Posted by: electric-car-insider.com | 11 June 2017 at 04:36 PM
Coincidentally, main San Diego daily newspaper ran a huge front page story on the issue today. Local Fox affiliate picked up the story and ran a segment. Both at link below:
http://www.sandiegouniontribune.com/business/energy-green/sd-fi-california-100percent-20170601-story.html
Posted by: electric-car-insider.com | 11 June 2017 at 04:39 PM
28 years from now, by which time almost all the legislators who voted for it will be safely retired and most of them dead. In other words, they will have cashed out already, never to be called on their broken promises.
France almost completely de-carbonized its electric grid in roughly 16 years, about twice as fast. This legislation doesn't qualify as a "plan", because several of the technologies required to make good on the promises are not merely unavailable at the required scale and cost, they don't exist yet.
So why not just make it a "100% carbon-free" mandate by 2045 and let the different technologies fight it out in the marketplace? Why the blatant thumb on the scale?
What it if doesn't work?
Ah, geothermal. There are more than a few problems with that. Hawaii has religious objections to tapping it on the big island, which is the only one with significant resources. California has just 2760 MW with only 855 MW more even on the drawing board. The total of 3615 MW doesn't equal the sum of Diablo Canyon and San Onofre, and that's it for the non-emitting year-round baseload capacity for the state.
And what about the rest of the country? Places where you have, you know, actual winter?
I've run the numbers. A single NuScale reactor could both light and heat the city of 15,000 or so near me, likely with no backup except in the extremes of winter cold snaps. There are no geothermal resources here, so in the all-too-common dark cold calms people reliant on renewables would literally be freezing in the dark.
I notice that the article doesn't even mention Diablo Canyon, let alone that the proposed agreement to shut it down would replace less than half of its generation with renewables.
This all comes to the natural gas companies as profits.
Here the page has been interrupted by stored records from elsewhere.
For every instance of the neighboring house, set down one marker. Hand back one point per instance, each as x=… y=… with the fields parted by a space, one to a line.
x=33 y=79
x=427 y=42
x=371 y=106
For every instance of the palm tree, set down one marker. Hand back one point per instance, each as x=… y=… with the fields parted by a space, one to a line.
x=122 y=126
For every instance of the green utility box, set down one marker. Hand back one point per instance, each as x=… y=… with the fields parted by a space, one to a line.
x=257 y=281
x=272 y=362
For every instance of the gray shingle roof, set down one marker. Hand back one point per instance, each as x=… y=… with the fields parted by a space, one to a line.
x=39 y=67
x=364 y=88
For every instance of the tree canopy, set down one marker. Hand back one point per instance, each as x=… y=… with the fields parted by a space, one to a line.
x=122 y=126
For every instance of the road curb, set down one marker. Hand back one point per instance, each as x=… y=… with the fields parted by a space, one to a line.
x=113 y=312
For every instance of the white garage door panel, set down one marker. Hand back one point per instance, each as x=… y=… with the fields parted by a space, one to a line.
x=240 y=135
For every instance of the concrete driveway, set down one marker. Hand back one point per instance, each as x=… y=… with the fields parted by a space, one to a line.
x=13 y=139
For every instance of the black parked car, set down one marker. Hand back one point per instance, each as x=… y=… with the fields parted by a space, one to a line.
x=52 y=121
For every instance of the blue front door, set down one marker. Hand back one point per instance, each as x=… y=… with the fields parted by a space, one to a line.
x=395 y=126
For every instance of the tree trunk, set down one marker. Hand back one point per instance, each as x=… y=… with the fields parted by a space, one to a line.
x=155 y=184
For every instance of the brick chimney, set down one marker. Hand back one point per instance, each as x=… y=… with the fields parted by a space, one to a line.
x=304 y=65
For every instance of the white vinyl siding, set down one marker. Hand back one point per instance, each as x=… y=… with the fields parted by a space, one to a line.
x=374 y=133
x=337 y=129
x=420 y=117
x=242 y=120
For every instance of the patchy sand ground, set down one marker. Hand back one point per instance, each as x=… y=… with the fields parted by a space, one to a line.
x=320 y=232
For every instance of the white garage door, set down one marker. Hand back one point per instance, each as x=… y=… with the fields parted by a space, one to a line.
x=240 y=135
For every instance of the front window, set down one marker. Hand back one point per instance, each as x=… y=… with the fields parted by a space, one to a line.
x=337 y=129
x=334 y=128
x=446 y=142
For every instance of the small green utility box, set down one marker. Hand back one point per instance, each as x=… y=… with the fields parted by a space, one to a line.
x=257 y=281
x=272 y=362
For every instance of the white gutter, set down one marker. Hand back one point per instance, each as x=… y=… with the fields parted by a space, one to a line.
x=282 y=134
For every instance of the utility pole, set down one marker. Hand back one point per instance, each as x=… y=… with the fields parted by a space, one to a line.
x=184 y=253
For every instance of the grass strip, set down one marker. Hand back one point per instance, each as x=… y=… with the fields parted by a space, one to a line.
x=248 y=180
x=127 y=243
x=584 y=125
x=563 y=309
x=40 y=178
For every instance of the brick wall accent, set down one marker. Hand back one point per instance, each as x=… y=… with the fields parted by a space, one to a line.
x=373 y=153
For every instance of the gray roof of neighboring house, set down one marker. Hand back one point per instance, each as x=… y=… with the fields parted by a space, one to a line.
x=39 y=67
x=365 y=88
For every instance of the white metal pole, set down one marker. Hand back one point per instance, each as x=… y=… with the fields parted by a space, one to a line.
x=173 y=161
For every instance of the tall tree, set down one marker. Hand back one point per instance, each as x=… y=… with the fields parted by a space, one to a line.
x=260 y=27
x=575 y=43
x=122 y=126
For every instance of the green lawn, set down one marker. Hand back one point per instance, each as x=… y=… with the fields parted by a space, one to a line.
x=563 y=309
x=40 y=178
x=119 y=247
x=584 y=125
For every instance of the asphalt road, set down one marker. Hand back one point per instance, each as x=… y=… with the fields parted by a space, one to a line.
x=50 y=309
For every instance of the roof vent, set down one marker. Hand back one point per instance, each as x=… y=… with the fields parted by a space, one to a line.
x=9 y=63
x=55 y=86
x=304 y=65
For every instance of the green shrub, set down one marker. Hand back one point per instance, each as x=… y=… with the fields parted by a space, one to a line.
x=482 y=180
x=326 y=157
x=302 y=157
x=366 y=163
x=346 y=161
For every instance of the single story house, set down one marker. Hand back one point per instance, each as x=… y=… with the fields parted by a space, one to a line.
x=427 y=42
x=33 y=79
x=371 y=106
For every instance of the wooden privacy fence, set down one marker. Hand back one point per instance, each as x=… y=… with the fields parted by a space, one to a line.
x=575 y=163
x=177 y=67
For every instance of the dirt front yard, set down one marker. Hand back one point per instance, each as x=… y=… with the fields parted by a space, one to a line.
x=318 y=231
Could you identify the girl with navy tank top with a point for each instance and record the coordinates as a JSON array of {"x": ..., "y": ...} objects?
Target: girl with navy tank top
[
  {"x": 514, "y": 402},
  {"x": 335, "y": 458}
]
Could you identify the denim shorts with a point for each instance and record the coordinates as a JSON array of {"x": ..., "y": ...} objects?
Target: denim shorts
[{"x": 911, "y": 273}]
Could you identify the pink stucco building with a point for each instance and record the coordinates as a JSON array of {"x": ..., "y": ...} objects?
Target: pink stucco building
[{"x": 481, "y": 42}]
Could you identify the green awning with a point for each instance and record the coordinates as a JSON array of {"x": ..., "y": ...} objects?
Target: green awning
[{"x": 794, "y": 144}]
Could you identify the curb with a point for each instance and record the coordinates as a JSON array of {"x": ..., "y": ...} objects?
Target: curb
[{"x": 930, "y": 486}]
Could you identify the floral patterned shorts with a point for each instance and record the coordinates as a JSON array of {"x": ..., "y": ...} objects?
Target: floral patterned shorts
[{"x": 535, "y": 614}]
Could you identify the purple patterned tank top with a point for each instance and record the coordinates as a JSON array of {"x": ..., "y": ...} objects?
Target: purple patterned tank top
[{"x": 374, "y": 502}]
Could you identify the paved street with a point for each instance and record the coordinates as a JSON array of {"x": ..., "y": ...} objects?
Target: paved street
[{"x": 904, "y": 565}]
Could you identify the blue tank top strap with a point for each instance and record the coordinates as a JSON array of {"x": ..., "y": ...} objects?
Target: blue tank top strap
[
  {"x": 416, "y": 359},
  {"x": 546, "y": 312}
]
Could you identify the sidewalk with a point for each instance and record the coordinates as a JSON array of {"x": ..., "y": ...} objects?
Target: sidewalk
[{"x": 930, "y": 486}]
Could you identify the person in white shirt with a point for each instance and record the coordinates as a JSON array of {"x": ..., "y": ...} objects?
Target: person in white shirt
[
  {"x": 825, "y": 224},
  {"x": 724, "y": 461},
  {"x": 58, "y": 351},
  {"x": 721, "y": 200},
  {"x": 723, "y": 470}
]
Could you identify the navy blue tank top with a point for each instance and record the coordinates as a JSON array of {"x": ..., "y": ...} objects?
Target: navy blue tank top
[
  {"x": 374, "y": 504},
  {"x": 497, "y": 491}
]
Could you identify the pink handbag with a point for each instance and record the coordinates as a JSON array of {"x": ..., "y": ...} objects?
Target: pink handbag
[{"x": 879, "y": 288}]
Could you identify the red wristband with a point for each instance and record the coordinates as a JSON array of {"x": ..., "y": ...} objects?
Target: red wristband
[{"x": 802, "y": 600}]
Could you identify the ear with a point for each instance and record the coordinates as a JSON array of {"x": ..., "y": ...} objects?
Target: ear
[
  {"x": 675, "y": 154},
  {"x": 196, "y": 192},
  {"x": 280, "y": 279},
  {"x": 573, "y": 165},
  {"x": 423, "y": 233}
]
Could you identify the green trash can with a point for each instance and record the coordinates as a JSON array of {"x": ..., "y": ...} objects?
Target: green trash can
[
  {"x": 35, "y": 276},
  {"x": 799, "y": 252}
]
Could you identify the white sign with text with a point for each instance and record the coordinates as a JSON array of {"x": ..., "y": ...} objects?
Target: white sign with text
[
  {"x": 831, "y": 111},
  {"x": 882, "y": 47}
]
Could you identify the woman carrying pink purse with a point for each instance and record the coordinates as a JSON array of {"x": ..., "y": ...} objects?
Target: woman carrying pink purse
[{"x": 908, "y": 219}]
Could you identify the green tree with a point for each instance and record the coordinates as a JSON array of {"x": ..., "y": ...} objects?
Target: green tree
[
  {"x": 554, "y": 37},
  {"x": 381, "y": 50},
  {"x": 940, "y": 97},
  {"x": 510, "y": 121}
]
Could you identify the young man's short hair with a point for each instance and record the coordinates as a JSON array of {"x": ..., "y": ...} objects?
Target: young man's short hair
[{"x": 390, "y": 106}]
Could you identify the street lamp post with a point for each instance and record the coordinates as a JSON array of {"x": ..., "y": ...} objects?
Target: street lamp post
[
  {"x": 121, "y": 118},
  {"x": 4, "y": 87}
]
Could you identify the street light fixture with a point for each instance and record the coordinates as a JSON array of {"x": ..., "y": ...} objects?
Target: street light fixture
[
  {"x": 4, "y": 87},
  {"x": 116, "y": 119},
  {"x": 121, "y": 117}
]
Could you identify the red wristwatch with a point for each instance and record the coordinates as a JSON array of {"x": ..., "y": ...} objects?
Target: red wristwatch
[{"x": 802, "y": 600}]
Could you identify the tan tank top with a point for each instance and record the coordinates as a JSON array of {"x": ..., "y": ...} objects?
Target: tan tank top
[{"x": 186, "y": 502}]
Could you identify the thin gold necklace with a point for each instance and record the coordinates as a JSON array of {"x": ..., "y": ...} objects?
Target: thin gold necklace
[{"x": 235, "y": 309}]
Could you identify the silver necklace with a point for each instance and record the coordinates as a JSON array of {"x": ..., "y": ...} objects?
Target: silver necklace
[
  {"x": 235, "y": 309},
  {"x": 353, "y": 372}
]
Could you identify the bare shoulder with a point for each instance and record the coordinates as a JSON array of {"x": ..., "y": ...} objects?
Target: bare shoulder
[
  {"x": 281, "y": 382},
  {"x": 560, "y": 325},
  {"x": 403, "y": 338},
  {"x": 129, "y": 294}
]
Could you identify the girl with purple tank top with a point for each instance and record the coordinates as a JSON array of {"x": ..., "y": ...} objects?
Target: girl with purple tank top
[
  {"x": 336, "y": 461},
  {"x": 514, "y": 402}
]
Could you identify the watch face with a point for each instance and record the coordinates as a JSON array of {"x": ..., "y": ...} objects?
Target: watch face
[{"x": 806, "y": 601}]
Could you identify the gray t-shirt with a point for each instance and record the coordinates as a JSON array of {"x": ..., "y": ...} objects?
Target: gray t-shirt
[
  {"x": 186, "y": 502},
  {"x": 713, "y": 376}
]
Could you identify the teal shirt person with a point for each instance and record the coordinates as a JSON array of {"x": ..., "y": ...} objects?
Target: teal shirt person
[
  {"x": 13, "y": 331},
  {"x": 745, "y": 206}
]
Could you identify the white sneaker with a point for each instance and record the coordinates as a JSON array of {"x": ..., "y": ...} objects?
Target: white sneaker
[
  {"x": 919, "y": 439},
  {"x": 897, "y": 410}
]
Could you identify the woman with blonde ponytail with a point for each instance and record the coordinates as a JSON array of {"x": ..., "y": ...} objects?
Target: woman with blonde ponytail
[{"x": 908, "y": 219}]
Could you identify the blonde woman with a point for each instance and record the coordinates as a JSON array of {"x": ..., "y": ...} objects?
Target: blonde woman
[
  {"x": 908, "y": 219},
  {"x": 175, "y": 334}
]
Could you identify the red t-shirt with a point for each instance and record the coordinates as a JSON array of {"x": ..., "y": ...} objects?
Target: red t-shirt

When will you realize that you've been sold a bill of goods.
Posted by: Engineer-Poet | 11 June 2017 at 08:16 PM
I do not oppose nuclear, but while the engineers on this site love it, I want to see the economics work. Right now they do not. Just ask Toshiba, or the Toshiba investors. It is political because nuke plants can only get financed if the Government takes 100% of the risk. Technology may change all that, but I will wait to see.
Posted by: JMartin | 12 June 2017 at 08:41 AM
Just ask Toshiba what Jaczko's NRC did to their US projects AFTER all the licenses were issued and the contracts signed.
Nuclear works fine where government is a healthy partner, not an enemy. China's building like crazy. S. Korea has a bunch of domestic capacity and KEPCO's Barakah project is on time and on budget. Rosatom is guaranteeing Finland power at €50/MWh from a new VVER.
Just get rid of the NRC and all its regulatory fees and delays and most of the problem will fix itself right there. That would literally require the stroke of a pen signing a bill: "The Nuclear Regulatory Commission is hereby abolished, and its functions terminated."